Schließlich untersuchten die Ausgräber auch noch die Isotopenverhältnisse der Zähne und Knochen, um mehr über die Ernährung und Herkunft der Toten herauszufinden. Dabei stand ein Mann besonders heraus: Er war Vegetarier. Allerdings nicht von Kindheit an. Erst als Erwachsener hatte er begonnen, tierische Produkte zu meiden. Er war, so vermuten die Archäologen, dem Kartäuserorden beigetreten, dessen Mönche sich zu vegetarischer Lebensweise verpflichten.
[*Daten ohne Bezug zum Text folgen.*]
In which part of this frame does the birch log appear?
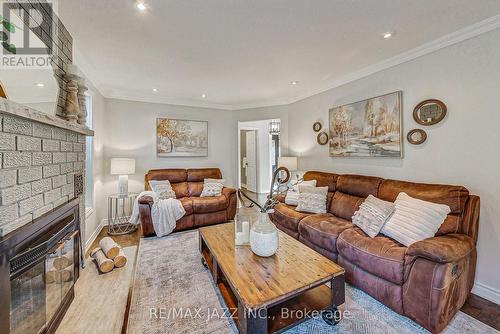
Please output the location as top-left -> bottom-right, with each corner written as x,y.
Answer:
90,248 -> 115,273
113,247 -> 127,268
99,237 -> 120,260
53,255 -> 71,270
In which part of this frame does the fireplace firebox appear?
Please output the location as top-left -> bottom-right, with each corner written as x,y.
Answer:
0,200 -> 81,334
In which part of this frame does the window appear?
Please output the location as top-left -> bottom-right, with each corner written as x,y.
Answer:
85,95 -> 94,211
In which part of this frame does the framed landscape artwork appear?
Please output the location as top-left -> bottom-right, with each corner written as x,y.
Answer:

Die Isotopenverhältnisse zeigen außerdem, wo ein Mensch seine Kindheit verbrachte. Offenbar waren 40 Prozent der Toten nicht in London aufgewachsen, sondern an so entfernt gelegenen Orten wie Schottland. Was trieb sie dazu, ihre Heimat zu verlassen und stattdessen in der hunger- und pestgeplagten Hauptstadt ihr Glück zu suchen? Das verraten die Knochen nicht. "Aber sie zeigen, dass offenbar London bereits im 14. Jahrhundert schon ebenso die Menschen anzog wie heute."